They don't deny that placing "Israel" on a passport might cause some adverse reaction from Arab states. Arab countries are very sensitive to the word "Israel" on passports; Americans who travel widely in the Middle East are routinely issued two passports, because anyone presenting a passport stamped by the Israelis will be denied entry to a number of Arab countries. Nor is it just Arab countries who scrutinize passport entries: the Chinese government once threatened to refuse entry visas to Americans whose passports showed them as born in "Taiwan," because that might imply recognition of "two Chinas." (That dispute was smoothed over, but illustrates the potential.)
These arguments don't seem very strong. Discrimination is the essence of foreign policy, and asking the Supreme Court to hold that a specific act of policy will have what Zivotofsky calls "negligible or trivial impact" on American foreign policy seems like an invitation to go where even self-confident Justices fear to tread.
In its amicus brief, a group of members of Congress ask the Court to ignore the "political question" issue and redefine the foreign relations power, holding, in particular, that Congress has "plenary authority over passports and documentation of birth abroad."
From a transcript of Monday's argument, it seems to me that the Congressional argument is the only one that has a chance of winning. And that chance seems slim.
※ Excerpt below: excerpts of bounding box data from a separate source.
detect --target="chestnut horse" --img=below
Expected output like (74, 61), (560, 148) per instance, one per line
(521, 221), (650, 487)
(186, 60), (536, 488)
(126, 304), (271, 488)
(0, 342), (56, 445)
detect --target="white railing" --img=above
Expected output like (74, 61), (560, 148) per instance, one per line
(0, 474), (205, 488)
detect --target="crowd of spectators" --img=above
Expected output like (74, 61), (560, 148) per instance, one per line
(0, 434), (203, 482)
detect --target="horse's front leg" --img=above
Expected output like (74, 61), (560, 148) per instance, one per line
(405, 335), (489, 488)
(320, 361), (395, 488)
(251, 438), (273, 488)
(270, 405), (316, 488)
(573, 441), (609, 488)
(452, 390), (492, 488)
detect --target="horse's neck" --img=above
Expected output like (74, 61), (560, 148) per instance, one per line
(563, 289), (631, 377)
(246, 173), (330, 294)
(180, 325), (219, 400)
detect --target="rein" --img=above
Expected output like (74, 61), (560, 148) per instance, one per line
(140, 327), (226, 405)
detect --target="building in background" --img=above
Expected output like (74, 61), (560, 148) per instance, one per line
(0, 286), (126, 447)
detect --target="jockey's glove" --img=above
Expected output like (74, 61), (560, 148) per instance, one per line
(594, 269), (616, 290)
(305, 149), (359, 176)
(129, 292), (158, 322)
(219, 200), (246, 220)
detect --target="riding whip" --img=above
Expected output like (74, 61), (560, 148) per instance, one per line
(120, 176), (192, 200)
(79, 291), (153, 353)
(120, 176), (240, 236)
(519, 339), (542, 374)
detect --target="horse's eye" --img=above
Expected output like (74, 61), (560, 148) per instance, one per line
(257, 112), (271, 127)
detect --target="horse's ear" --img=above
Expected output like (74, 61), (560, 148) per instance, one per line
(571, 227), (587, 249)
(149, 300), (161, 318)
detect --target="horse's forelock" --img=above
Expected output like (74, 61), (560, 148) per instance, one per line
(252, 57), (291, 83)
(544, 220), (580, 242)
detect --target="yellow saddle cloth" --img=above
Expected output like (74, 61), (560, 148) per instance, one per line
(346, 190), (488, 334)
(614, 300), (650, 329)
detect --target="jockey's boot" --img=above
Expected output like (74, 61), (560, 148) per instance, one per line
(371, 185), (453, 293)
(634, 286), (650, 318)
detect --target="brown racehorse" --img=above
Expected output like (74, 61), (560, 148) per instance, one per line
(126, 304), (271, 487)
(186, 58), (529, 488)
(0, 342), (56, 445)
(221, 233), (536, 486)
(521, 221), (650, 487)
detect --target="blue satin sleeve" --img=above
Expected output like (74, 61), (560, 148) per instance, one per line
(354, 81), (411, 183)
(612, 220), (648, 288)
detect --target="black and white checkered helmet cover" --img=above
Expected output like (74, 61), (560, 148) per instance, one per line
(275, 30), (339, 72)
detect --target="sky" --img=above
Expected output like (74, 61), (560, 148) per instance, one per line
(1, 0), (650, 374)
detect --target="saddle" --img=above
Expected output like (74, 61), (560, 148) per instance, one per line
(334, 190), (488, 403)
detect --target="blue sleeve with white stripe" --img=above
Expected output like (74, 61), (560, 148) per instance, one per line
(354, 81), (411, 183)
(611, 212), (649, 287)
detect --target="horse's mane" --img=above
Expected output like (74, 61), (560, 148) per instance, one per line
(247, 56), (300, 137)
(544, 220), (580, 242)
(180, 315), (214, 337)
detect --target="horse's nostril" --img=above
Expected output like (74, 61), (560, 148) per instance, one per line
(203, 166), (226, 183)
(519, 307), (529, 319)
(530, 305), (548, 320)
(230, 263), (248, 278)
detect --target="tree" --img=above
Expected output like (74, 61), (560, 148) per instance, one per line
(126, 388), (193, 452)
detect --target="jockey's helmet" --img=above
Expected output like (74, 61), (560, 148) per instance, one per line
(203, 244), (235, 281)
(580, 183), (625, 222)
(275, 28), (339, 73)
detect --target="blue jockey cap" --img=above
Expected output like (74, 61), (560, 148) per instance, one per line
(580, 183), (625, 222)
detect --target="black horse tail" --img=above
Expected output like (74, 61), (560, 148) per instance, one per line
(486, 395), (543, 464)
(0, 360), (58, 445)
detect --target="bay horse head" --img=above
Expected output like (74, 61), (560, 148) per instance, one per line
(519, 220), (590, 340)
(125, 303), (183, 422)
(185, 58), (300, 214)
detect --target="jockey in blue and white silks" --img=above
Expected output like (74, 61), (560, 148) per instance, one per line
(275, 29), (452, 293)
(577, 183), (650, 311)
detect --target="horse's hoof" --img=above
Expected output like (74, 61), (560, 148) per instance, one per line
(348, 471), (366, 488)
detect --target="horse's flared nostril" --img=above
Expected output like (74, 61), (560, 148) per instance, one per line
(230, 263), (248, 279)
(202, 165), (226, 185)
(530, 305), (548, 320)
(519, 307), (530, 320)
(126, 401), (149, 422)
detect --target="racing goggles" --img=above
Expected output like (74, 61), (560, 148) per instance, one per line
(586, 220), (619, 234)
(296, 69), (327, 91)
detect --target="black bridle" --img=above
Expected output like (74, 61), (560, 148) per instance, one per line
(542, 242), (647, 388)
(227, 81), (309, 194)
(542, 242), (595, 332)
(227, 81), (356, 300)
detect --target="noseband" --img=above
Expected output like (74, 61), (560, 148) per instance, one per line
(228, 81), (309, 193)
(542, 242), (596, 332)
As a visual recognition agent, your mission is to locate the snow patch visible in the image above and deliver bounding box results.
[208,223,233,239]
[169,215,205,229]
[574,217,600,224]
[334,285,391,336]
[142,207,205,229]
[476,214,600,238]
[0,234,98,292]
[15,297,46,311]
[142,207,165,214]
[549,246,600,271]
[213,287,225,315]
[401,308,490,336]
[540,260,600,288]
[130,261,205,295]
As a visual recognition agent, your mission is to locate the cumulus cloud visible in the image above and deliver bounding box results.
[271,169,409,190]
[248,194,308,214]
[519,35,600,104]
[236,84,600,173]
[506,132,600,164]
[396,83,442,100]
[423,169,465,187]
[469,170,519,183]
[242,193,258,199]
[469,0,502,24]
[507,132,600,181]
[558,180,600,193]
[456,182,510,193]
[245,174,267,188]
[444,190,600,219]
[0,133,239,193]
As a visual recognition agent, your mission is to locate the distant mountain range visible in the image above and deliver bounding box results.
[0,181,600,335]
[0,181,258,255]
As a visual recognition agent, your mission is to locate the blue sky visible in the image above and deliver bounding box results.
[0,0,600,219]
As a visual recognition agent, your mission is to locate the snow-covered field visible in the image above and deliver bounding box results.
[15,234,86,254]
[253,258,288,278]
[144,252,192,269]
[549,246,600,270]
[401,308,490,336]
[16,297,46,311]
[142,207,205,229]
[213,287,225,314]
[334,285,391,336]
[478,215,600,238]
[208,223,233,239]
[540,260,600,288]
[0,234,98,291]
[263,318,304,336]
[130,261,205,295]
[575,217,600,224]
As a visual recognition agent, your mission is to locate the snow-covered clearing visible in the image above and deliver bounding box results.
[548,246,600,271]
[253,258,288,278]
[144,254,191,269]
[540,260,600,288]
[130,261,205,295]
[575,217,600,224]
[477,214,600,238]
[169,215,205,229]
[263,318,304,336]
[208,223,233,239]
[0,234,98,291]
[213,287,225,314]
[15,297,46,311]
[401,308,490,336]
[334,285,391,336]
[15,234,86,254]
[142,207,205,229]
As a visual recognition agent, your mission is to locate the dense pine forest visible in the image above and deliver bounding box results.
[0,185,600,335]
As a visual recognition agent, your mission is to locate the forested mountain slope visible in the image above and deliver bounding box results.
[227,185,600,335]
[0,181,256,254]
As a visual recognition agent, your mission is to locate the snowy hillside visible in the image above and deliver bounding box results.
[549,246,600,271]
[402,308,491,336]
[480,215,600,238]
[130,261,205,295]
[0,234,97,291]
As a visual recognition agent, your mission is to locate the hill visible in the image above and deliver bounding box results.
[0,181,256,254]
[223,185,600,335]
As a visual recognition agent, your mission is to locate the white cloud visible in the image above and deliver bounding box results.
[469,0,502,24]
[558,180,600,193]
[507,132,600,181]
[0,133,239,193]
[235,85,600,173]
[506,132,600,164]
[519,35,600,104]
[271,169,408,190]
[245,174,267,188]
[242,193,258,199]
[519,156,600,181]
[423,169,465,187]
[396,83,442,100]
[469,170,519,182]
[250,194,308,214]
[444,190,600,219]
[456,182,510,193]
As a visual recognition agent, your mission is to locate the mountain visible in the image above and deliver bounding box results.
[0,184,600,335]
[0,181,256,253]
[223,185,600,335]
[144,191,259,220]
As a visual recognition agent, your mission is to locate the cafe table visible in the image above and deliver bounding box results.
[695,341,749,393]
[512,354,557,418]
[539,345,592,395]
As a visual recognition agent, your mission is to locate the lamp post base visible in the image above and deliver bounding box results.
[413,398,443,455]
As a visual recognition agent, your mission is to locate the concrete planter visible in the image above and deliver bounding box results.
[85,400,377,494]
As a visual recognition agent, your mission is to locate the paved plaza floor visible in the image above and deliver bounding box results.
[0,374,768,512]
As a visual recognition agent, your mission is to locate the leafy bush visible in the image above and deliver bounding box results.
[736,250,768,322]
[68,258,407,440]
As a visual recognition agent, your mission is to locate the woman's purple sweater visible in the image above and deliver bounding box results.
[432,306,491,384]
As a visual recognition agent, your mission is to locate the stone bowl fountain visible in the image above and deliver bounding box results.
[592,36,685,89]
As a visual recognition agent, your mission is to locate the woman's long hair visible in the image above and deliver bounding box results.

What the Court would have to hold is that Congress can determine any instance of American foreign policy by statute. As Justice Scalia asked Nathan Lewin, Zivotofsky's lawyer, "It seems to me you are not arguing for a co-equal congressional power, you are arguing for a superior congressional power." Lewin was reluctant to confront this aspect of the case. He argued that what Zivotofsky was asking was "trivial ... all that happens with this statute is the 50,000 American citizens have the same passport as 100,000 other American citizens who were born in Tel Aviv or Haifa." They need that because "they are being denied a certain sense of self-respect that they feel they should be able to have in terms of their own identification."
Chief Justice Roberts asked, "So we are supposed to decide whether or not the executive is correct in saying that it's a significant problem. And he says that, but we know foreign policy better; we don't think it's a big deal." Could a decision for Zivotofsky really be cabined to "trivial" matters or issues of self-respect? What, Justice Scalia asked, if Congress voted to allow passport applicants to list their birthplace as "Israel, the only democracy in the Middle East"? Lewin said Congress would have the power to do that.
Solicitor General Donald Verilli, arguing for the government, told the Court that specifying place of birth was "an exercise of the Executive's exclusive recognition power." After some back and forth about what the text actually says (spoiler: the word "exclusive" isn't in there, nor is "recognition"), Verilli qualified: "If the reception clause were not in the Constitution -- but we had the same history that we have now and the same functional considerations about the need for it being in the control of the executive," the government would still argue that the power was exclusive to the president.